Eu sou a velocidade!
Nas corridas de sprint, os patinadores atingem velocidades máximas de mais de 62 km/h . Mesmo em distâncias maiores, eles mantêm uma velocidade próxima a 50 km/h. O astro neerlandês Kjeld Nuis certa vez levou os limites ao extremo, tornando-se o primeiro patinador a ultrapassar a barreira dos 100 km/h em uma pista reta preparada ao ar livre. Embora isso tenha exigido condições especiais, demonstra o quão longe a velocidade humana sobre patins pode chegar.
Destaques
Masculino
500m e 1000m: A surpresa dos Jogos de Milão será o jovem estadunidense Jordan Stolz. Atual líder da Copa do Mundo de patinação velocidade nas provas de 500m e 1000m, Stolz teve a quinta colocação nos 500m dos Jogos da Juventude Lausanne-2020, na Suíça, como melhor posição em edições olímpicas. Em Pequim 2022, na China, Stolz foi 13ª (500m) e 14º (1000m).
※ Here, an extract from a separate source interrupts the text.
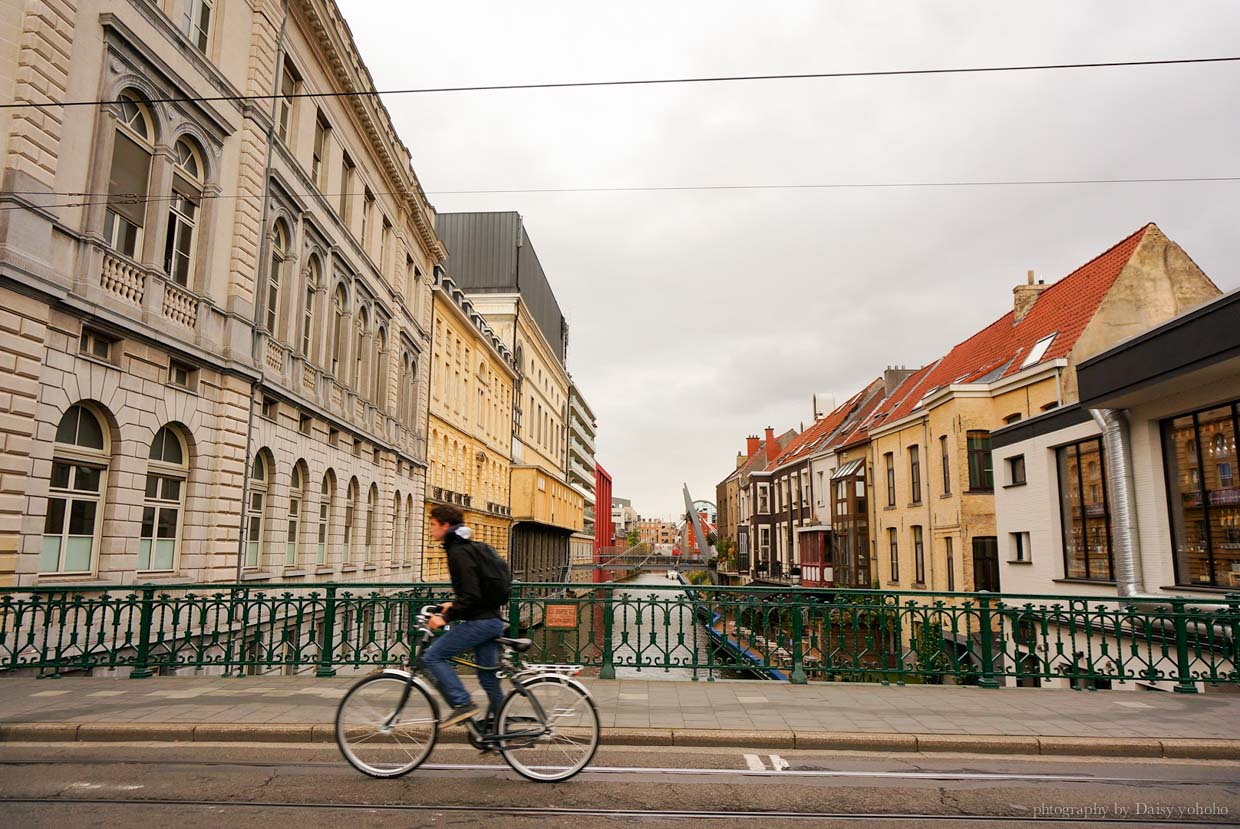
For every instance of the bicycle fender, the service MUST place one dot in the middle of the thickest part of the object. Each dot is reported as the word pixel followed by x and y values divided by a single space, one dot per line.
pixel 562 679
pixel 403 675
Stolz venceu nove das onze etapas da Copa do Mundo 25/26 na soma das provas de 500m e 1000m. Em ambas as distâncias, o polonês Damian Żurek e o neerlandês Jenning de Boo são concorrentes próximos de Stolz e também são candidatos à vitória.
Para o pódio, o japonês Wataru Morishige, o norueguês Bjørn Magnussen e o neerlandês Sebas Diniz estão na briga dos 500m, enquanto nos 1000m o neerlandês Tim Prins, o alemão Finn Sonnekalb e o estoniano Marten Liiv são cotados.